Especially in places where conflict has left enduring animosity among peoples, accepting and offering forgiveness interrupts ``the spiral of hatred and revenge, and breaks the chains of evil which bind the hearts of rivals,'' he said.
``For nations in search of reconciliation and for those hoping for peaceful coexistence among individuals and peoples, there is no other way than forgiveness received and offered,'' he said.
He said spiritual reconciliation also predisposes individuals to see and respond to the material needs of others, because ``a heart reconciled with God and with neighbor is a generous heart.''
When done with a reconciled heart, the traditional Lenten practice of almsgiving ``assumes a deeper meaning, because it is not just giving something from the surplus to relieve one's conscience, but to truly take upon one's self the misery present in the world,'' he said.

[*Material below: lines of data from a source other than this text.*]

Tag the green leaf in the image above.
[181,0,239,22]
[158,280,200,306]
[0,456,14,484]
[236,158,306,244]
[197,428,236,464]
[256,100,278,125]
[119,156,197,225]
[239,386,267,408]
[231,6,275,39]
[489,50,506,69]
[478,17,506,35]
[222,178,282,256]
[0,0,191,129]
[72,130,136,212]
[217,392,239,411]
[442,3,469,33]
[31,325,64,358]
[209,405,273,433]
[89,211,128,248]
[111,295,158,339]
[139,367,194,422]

At the press conference, Archbishop Paul Josef Cordes, president of the Vatican aid agency ``Cor Unum,'' unveiled a new papal charity project to assist AIDS orphans in Uganda over the next two years.
Funded by a gift to the Pope of about $500,000 from the northern Italian city of Milan, local Ugandan Catholic organizations hope to care for some 2,000 children who have lost one or both parents to AIDS in and around the capital, Kampala.
``Cor Unum'' officials also reported that the Pope gave about $4.9 million in charitable aid in 2000. Of that, more than $1 million was spent for 32 disaster relief projects, with the largest donation -- $140,000 -- going to help Mozambique's flood victims.
The Pope gave about $2 million each to the Populorum Progressio Foundation, instituted in 1992 to assist poor Latin American farming communities, and to the John Paul II Sahel Foundation, instituted in 1984 to combat desertification and boost clean water resources in nine African countries.
The Pope receives his charity funding from the annual Peter's Pence collection and donations from religious communities and private individuals.